Barbera is an ancient variety with its historical roots in Italy, where today it remains the second most widely planted red variety, after Sangiovese.
The highest quality Barberas come from the Piedmont region, where fifteen times more acreage is devoted to it than to Nebbiolo. Barbera d’Asti and Barbera del Monferrato each produce about three times as much wine as Barbera d’Alba. Colli Toronesi is produced in such small quantities it is rarely found outside its own region. Barbera is also produced in Lombardy, Emilia-Romagna and Sardinia. Barbera is also grown in Slovenia and is the fifth most widely planted variety in California.
Barbera vines are popular with growers, vigorous and reliably productive in a wide variety of soils and also highly resistant to fungal diseases. The fruit is naturally high in acid, which it retains very well, even in hot climates. Barbera grapes are also high in anthocyanins, but only low to moderate in tannin content. The resulting wines are deep, purplish black in their youth, but tend to early browning and lightening as they age. Tannin from oak aging can help somewhat to stabilize color.

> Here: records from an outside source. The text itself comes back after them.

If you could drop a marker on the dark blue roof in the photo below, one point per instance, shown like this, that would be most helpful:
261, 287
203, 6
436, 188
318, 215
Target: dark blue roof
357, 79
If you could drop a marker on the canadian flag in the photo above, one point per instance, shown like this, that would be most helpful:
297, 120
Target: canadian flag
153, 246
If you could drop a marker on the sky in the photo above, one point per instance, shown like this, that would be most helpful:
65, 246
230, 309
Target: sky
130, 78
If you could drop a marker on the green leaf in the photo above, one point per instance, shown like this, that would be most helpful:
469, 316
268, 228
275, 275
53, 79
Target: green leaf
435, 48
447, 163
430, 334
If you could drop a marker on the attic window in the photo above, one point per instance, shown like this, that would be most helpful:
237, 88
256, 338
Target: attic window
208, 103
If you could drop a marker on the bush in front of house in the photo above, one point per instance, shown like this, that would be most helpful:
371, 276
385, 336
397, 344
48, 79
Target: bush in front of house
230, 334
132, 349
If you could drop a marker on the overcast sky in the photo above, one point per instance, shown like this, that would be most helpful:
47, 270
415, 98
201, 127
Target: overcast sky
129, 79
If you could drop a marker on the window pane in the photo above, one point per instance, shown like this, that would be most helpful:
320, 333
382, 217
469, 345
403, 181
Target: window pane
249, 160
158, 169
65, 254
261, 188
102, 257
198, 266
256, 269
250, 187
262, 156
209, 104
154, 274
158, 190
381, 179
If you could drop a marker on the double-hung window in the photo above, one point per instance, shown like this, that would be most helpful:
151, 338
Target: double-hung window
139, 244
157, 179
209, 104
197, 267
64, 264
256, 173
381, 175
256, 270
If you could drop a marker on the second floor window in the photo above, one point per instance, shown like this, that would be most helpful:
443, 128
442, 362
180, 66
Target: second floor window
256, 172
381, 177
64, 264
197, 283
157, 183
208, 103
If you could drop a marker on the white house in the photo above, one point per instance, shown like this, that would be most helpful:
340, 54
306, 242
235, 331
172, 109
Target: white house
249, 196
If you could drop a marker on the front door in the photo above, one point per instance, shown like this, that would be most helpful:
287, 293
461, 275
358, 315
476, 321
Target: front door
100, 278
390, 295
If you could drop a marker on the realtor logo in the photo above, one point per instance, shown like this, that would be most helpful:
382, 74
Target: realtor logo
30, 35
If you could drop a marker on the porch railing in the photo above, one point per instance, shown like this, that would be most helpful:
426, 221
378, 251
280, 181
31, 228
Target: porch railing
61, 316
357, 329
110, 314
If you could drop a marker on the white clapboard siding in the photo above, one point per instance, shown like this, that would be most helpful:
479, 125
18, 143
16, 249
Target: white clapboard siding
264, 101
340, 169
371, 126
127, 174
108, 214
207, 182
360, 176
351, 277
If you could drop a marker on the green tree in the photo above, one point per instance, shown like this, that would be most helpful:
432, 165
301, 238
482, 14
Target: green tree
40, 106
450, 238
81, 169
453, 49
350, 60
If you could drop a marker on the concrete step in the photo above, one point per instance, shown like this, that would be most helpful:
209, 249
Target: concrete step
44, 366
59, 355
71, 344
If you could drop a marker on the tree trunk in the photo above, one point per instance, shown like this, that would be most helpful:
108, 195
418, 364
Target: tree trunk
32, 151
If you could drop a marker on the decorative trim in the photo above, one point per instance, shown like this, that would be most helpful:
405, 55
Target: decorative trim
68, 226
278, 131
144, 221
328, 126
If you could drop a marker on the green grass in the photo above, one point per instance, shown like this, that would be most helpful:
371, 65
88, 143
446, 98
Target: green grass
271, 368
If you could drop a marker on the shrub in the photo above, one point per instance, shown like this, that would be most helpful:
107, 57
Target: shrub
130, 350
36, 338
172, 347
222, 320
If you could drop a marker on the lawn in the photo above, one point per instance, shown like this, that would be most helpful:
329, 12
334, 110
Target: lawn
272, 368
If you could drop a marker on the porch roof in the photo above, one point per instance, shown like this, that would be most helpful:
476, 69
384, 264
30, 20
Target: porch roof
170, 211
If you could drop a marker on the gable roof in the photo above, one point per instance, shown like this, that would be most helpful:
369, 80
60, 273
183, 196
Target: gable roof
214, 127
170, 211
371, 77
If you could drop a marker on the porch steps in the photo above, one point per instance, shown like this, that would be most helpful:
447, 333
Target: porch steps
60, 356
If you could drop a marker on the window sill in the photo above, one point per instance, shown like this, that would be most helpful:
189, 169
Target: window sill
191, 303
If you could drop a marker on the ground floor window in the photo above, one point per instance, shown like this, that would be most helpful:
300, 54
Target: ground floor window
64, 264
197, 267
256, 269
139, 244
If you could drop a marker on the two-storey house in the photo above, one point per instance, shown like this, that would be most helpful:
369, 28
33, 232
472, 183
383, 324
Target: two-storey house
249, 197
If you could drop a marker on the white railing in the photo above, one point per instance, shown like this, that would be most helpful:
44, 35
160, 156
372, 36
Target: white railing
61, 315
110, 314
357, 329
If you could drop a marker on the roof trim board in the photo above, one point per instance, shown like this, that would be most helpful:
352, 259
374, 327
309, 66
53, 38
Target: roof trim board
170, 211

Although normally indistinct in aroma, when cultivated in temperate areas and cropped for quality, Barbera can exhibit an attractive ripe aroma of red fruit, currants or blackberries that can be enhanced by vanilla, smoky or toasty notes added by barrel aging. On the other hand, neutral aroma, high color and acidity are all good characteristics for blending with other grapes and this is how Barbera is most frequently used.
Most California Barbera is grown in the Central Valley and finds its way into generic or proprietary blends. The Sierra Foothills, Paso Robles, Santa Clara and Sonoma, where very warm days are moderated by cool nights, produce some of the state’s best varietal Barberas.